Report from Courthouse News Service
In Brief – US District Judge Edward Davila responded to a motion to enjoin California’s Protecting Our Kids from Social Media Addiction Act by blocking some provisions, rejecting the motion to block some sections, and granting an injunction pending appeal of the entire statute until February 1, 2025, to allow the US Ninth Circuit Court of Appeals to consider an appeal. The law, challenged by NetChoice, a trade group representing several large social media companies that has successfully challenged a large number of state laws imposing restrictions and regulations on social media companies, bans online platforms from using personalized recommendation algorithms to display content to people under age 18, set limits on when minors are allowed to use social media, and restrict the hours when social media companies can send minors notifications, unless parents consent for the platforms to do otherwise.

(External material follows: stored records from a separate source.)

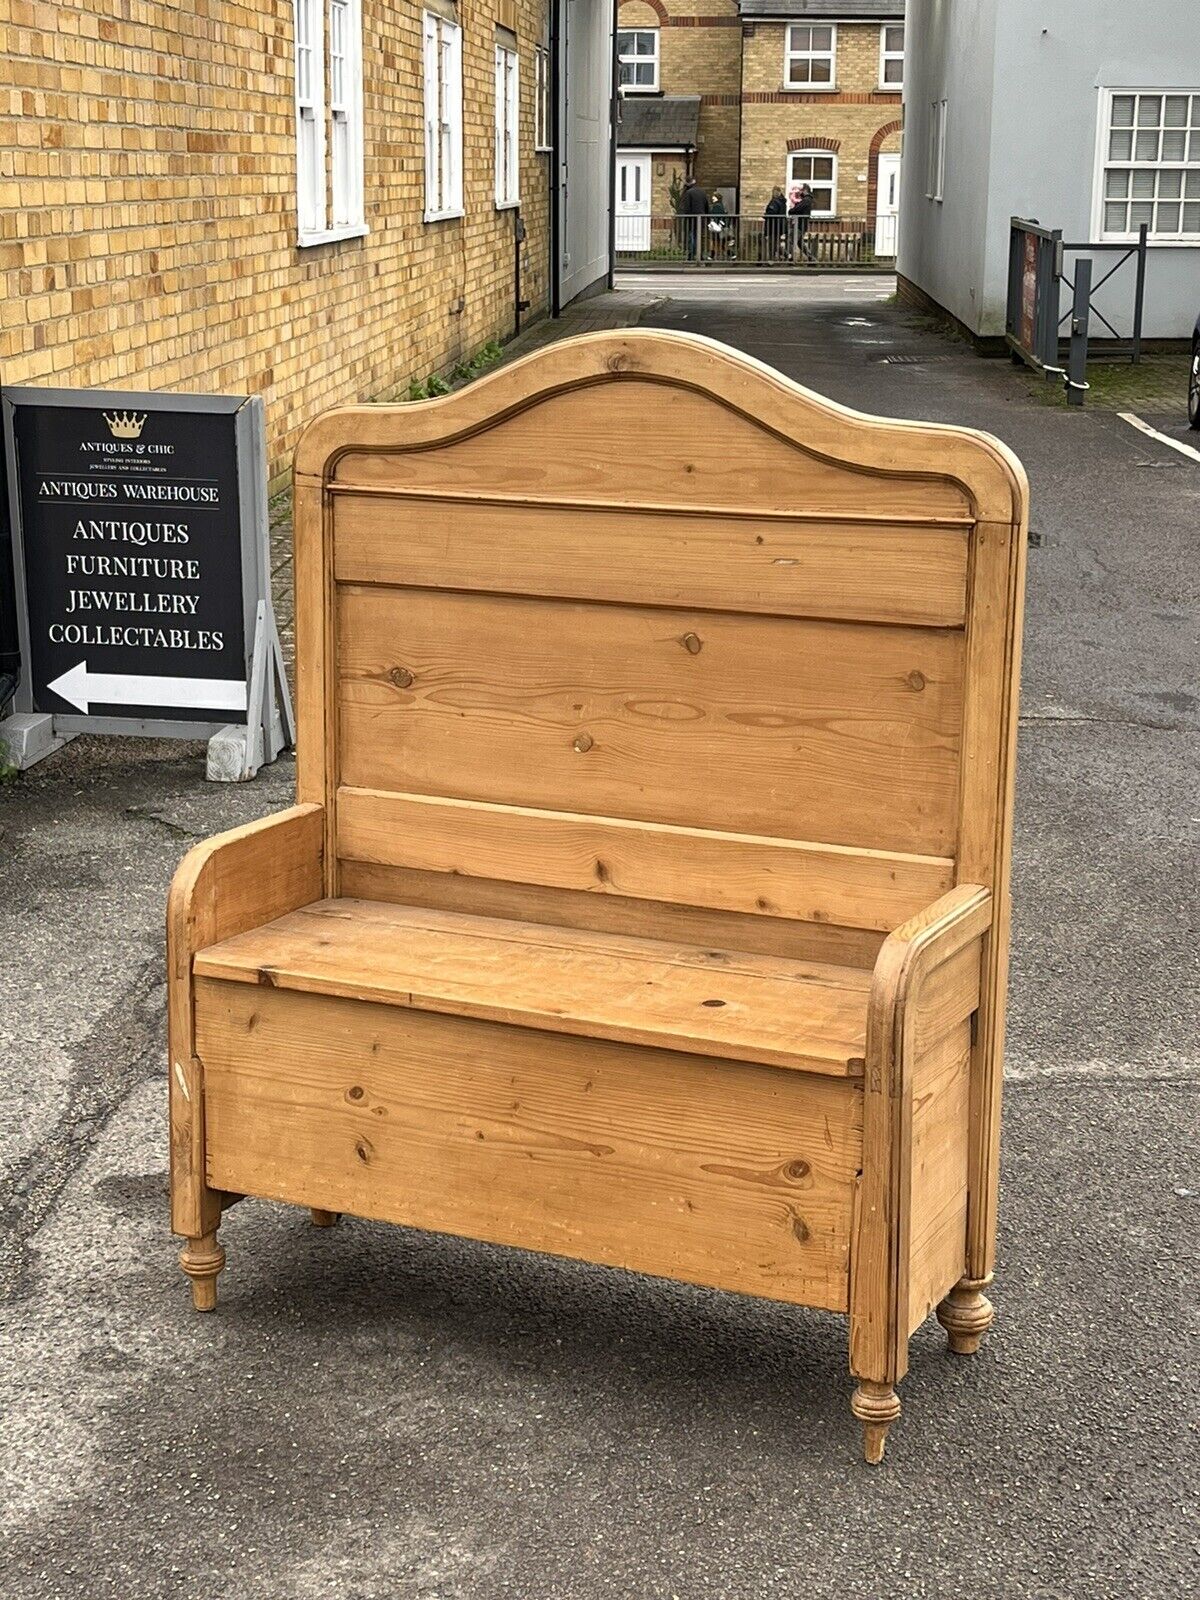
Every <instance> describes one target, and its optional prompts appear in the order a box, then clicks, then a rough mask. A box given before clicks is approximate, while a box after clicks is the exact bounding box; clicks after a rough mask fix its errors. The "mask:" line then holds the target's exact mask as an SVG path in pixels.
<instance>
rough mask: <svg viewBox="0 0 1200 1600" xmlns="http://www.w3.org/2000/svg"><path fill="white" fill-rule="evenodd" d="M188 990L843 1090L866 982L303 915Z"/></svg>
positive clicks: (408, 921) (845, 972) (382, 907)
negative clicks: (713, 1062) (532, 1040)
mask: <svg viewBox="0 0 1200 1600" xmlns="http://www.w3.org/2000/svg"><path fill="white" fill-rule="evenodd" d="M195 973H197V976H200V978H224V979H229V981H235V982H246V984H264V986H267V987H274V989H298V990H304V992H314V994H331V995H344V997H347V998H357V1000H374V1002H379V1003H384V1005H395V1006H414V1008H416V1010H421V1011H440V1013H445V1014H451V1016H474V1018H482V1019H488V1021H496V1022H510V1024H517V1026H525V1027H536V1029H549V1030H552V1032H565V1034H584V1035H589V1037H597V1038H616V1040H621V1042H624V1043H640V1045H653V1046H662V1048H670V1050H683V1051H694V1053H699V1054H710V1056H730V1058H731V1059H738V1061H765V1062H771V1064H774V1066H782V1067H798V1069H803V1070H808V1072H827V1074H834V1075H843V1077H845V1075H858V1074H861V1070H862V1053H864V1048H866V1018H867V989H869V982H870V981H869V976H867V974H866V973H861V971H856V970H853V968H837V966H822V965H808V963H795V962H781V960H774V958H771V957H766V955H742V954H728V952H723V950H699V949H694V947H690V946H669V944H661V942H656V941H650V939H626V938H619V936H618V934H603V933H581V931H578V930H573V931H568V930H563V928H546V926H536V925H530V923H523V922H499V920H494V918H486V917H466V915H459V914H454V912H434V910H416V909H413V907H406V906H386V904H379V902H373V901H349V899H334V901H318V902H317V904H315V906H312V907H306V909H304V910H301V912H296V914H294V915H290V917H280V918H278V920H275V922H274V923H269V925H267V926H266V928H256V930H253V931H250V933H243V934H238V936H237V938H234V939H227V941H224V942H222V944H214V946H211V947H210V949H206V950H202V952H200V954H198V955H197V958H195Z"/></svg>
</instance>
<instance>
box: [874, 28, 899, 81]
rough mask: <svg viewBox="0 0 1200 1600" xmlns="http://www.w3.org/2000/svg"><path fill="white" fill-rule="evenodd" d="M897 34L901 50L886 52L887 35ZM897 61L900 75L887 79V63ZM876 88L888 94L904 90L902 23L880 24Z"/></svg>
mask: <svg viewBox="0 0 1200 1600" xmlns="http://www.w3.org/2000/svg"><path fill="white" fill-rule="evenodd" d="M890 32H899V37H901V48H899V50H888V34H890ZM890 61H899V64H901V75H899V77H898V78H891V80H890V78H888V62H890ZM878 86H880V88H882V90H885V91H886V93H890V94H899V93H901V90H902V88H904V22H880V30H878Z"/></svg>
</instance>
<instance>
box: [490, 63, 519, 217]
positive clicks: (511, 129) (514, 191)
mask: <svg viewBox="0 0 1200 1600" xmlns="http://www.w3.org/2000/svg"><path fill="white" fill-rule="evenodd" d="M520 165H522V96H520V62H518V59H517V46H515V43H512V45H506V43H501V40H496V210H498V211H510V210H512V208H514V206H517V205H520Z"/></svg>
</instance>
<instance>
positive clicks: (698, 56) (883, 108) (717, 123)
mask: <svg viewBox="0 0 1200 1600" xmlns="http://www.w3.org/2000/svg"><path fill="white" fill-rule="evenodd" d="M618 26H619V27H658V29H659V62H661V72H659V86H661V90H662V93H664V94H699V96H701V114H699V147H698V152H696V176H698V178H699V181H701V182H702V184H704V187H706V189H714V187H723V186H726V184H730V186H733V184H736V186H738V189H739V206H741V210H742V211H744V213H746V214H749V216H760V214H762V210H763V206H765V205H766V200H768V198H770V195H771V189H773V186H774V184H782V182H784V176H786V171H787V146H789V141H794V139H806V138H813V136H816V138H822V139H835V141H838V146H840V149H838V152H837V154H838V197H837V203H838V208H840V210H842V211H845V213H846V214H856V216H861V214H866V213H867V211H869V210H870V208H874V187H872V186H874V160H872V146H874V144H875V136H877V134H878V131H880V128H885V126H886V125H888V123H891V122H898V120H899V106H901V98H899V94H898V93H894V91H882V90H880V82H878V78H880V27H878V24H874V22H870V24H850V22H843V24H840V26H838V30H837V64H835V75H837V82H835V90H834V91H832V93H821V91H818V93H789V91H786V90H784V24H782V22H755V24H747V26H746V27H742V26H741V24H739V21H738V5H736V0H621V3H619V8H618ZM882 149H883V150H898V149H899V133H898V131H893V133H891V134H888V136H886V138H885V139H883V144H882ZM658 203H659V200H658V192H656V194H654V206H656V210H658Z"/></svg>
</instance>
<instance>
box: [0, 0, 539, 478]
mask: <svg viewBox="0 0 1200 1600" xmlns="http://www.w3.org/2000/svg"><path fill="white" fill-rule="evenodd" d="M544 5H546V0H517V18H518V38H520V94H522V214H523V218H525V224H526V230H528V240H526V245H525V246H523V277H522V293H523V296H525V298H526V299H530V301H533V307H531V310H530V314H528V315H534V314H538V312H542V310H546V306H547V290H549V283H547V280H549V182H550V171H549V163H550V157H549V155H534V150H533V96H534V58H533V46H534V43H536V42H538V40H539V38H541V37H542V18H544ZM494 6H496V0H461V3H459V21H461V22H462V30H464V106H466V118H464V174H466V182H464V190H466V208H467V216H466V218H464V219H461V221H445V222H432V224H426V222H424V221H422V210H424V187H422V186H424V136H422V88H421V6H419V3H416V0H363V80H365V94H363V114H365V197H366V222H368V226H370V235H368V237H366V238H355V240H341V242H336V243H330V245H318V246H310V248H304V250H301V248H298V245H296V142H294V101H293V93H294V85H293V6H291V0H110V3H109V5H106V6H102V8H101V6H96V5H94V0H5V6H3V8H0V294H2V296H3V299H0V363H2V366H0V371H3V379H5V382H14V384H18V382H54V384H62V386H78V387H88V386H110V387H142V389H189V390H195V392H224V394H262V397H264V400H266V406H267V419H269V429H270V442H269V450H270V464H272V470H274V472H278V470H280V469H283V467H285V466H286V461H288V456H290V453H291V448H293V445H294V442H296V438H298V435H299V432H301V429H302V427H304V424H306V422H307V419H309V418H312V416H314V414H315V413H317V411H320V410H323V408H326V406H331V405H338V403H344V402H352V400H365V398H374V397H379V395H387V394H394V392H400V390H403V389H406V386H408V382H410V379H411V378H414V376H426V374H429V373H430V371H434V370H442V368H446V366H450V365H451V363H453V362H456V360H459V358H461V357H464V355H470V354H472V352H474V350H475V349H478V346H480V344H483V342H485V341H486V339H491V338H504V336H506V334H507V333H509V331H510V330H512V317H514V216H512V213H509V211H502V213H498V211H496V208H494V200H493V187H494V174H493V147H494V74H493V48H494V21H496V8H494Z"/></svg>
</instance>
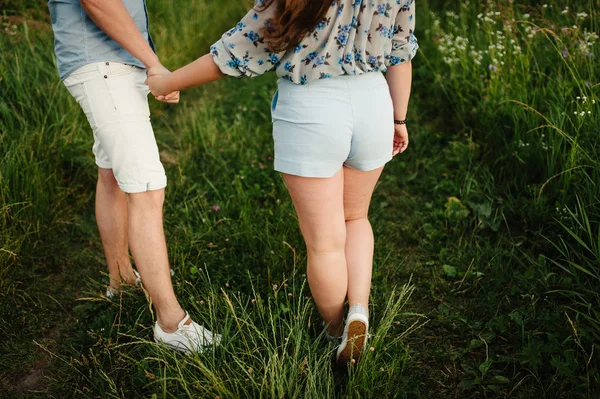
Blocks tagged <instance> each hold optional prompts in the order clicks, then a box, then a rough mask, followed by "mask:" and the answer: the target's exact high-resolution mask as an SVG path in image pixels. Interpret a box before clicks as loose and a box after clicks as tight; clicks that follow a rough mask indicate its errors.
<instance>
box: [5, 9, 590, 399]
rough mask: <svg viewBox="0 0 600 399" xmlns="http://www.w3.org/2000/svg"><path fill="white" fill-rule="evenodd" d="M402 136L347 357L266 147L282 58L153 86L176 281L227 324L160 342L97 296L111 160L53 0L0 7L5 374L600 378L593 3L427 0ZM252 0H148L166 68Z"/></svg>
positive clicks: (289, 205)
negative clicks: (313, 290)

Judge Davila’s order did enjoin the law’s requirement that platforms report the number of minor users; however the state could start enforcing the portions of the law concerning algorithmic feeds, rejecting the argument that algorithms governing the operations of social media platform are themselves expressive content.
Context – Several states have enacted laws aimed at regulating social media platforms based on allegations that social media is addictive and harmful to teens. Those state laws have been paused by federal courts based on a range of 1st Amendment and privacy arguments. The same allegations are also powering lawsuits against large social media companies in federal and California courts. The lawsuits have been having more luck than the new laws, at least until Davila’s ruling. Although the lack of solid evidence of a causal link between teen social media use and negative mental health remains an important issue, in this case what is most noteworthy is Davila’s interesting application of the Supreme Court’s recent ruling in Moody v NetChoice. A majority on the High Court said that social media content sorting algorithms are clearly expressive content, which Davila used to argue that other social media algorithms and practices are likely not similarly protected.